Eric Berberich, Pawel Gawrychowski, and Kurt Mehlhorn

Tutors:

Tomasz, Claudio, and Adrian

Time and Room:

Monday, 16:00 -- 18:00, Building E1 3 - Lecture Hall III (0.03.1)

Thursday, 10:00 -- 12:00, Building E1 3 - Lecture Hall III (0.03.1)

First Lecture on Monday, April 23rd

Exercises: Mo 10-12 (E1.4 R021), Fr 16-18 (E1.4 R023)

Exam: 30.7. 12:00-14:00 HS002 E1.3, Re-Exam: 24.9. 12:00-14:00 HSII E2.5

Overview

Algorithm engineering is a discipline at the intersection of theory and practice. Theoretical computer science supplies us with a rich set of algorithms and data structures that, in principle, enable us to solve complex problems in the real world. It designs algorithms (not!!! programs) for Random Access Machines, a vintage 1950 computer, and analyzes their resource requirements on worst case or average case data.

Algorithm Engineering addresses these issues. It develops more realistic machine models, in particular memory hierarchy, caches, multi-cores, clusters, and designs and analysis algorithms for them. It treats programs as first-class citizens and investigates how algorithms can be turned into reliable and efficient implementations and how these programs can be packaged into easy-to-use software libraries. It experiments with real data and investigates efficient heuristics for them.
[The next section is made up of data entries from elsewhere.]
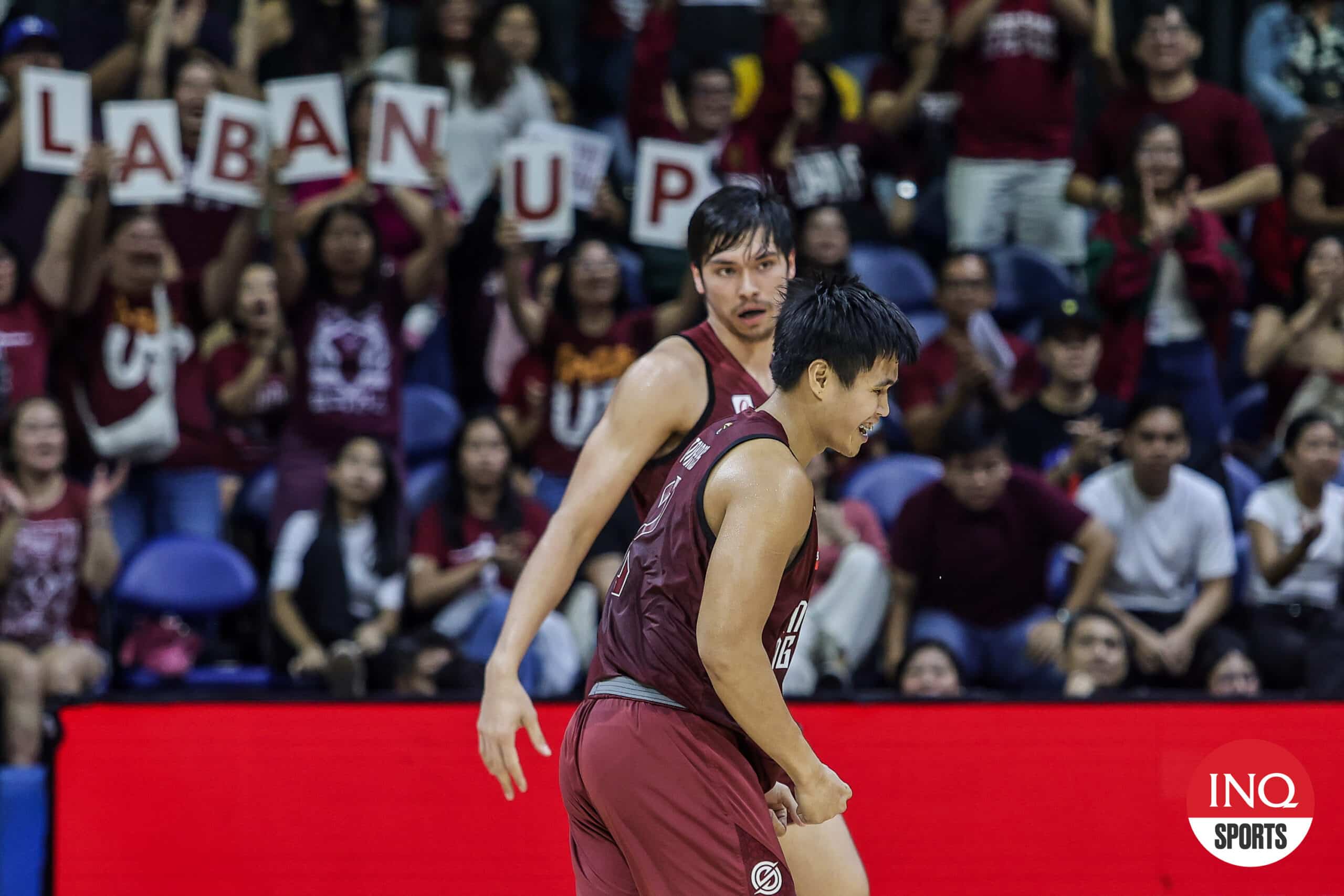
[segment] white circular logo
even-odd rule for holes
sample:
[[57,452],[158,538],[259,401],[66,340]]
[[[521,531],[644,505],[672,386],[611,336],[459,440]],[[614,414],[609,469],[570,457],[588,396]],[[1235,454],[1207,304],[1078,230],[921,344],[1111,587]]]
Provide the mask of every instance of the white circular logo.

At the heart of algorithm engineering lies an interwoven cycle of design, analysis, implementation and experiment. We will design algorithms and prove theorems about them, we will implement our algorithms and experiment with the implementations, and we will learn best practices of experimentation and library design.
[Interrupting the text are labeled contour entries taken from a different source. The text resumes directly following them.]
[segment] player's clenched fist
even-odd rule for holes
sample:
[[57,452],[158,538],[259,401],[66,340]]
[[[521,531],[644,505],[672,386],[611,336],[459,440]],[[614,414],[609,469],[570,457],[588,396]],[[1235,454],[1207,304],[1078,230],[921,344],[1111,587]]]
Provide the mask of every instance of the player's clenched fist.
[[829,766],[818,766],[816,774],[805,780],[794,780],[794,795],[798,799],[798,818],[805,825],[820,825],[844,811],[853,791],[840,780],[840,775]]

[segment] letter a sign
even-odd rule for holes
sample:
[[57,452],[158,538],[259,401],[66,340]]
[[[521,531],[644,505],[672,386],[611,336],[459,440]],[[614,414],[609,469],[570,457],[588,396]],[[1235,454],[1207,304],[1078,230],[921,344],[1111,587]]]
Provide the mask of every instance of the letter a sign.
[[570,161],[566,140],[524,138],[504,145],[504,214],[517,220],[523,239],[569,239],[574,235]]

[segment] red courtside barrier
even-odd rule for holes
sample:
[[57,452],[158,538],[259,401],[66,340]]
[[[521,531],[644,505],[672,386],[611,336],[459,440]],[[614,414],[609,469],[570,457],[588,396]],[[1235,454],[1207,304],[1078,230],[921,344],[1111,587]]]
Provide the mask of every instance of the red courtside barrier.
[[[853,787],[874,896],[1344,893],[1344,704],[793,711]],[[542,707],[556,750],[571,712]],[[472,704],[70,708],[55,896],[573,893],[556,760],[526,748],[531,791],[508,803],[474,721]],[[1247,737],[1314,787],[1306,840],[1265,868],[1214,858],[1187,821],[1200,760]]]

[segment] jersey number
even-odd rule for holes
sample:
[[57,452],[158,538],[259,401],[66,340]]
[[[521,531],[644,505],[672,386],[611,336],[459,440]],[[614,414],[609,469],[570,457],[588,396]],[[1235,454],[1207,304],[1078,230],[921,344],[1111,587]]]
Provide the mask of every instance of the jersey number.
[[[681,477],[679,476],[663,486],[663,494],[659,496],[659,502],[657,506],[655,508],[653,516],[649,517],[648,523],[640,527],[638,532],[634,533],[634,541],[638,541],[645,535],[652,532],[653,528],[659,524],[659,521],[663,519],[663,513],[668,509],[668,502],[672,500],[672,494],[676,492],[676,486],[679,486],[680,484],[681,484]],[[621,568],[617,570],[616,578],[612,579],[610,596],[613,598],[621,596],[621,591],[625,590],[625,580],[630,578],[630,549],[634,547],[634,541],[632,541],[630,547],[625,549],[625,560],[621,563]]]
More information about the course, in particular about the programming project, can be found on the course wiki.

Prerequesites:

The lecture requires solid foundations in algorithms and data structures (Algorithms and Data Structures) and there will be hands-on programming projects, so experience in one or more programming languages (Programmierung I and Programmierung II) is necessary.

Course Schedule:
  • Introduction (KM)
  • Data: Street Maps and Quickest Paths (KM)
  • Memory Hierarchy (KM)
  • Multi-Core and Parallel Machines (KM)
  • Hadoop and Map/Reduce (PG)
  • Random Numbers and Randomized Algorithms (KM)
  • Certifying Algs (KM)
  • Implementation Aspects (EB)
  • Library Design (EB)
  • Experimentation (EB)
  • Pitfalls of floating point arithmetic (EB)
  • Playing with Bits and the Word-RAM (PG)
  • Making Graph Algs Fast (KM)
  • Specifications, Documentation (KM)

The material will not be covered in this order.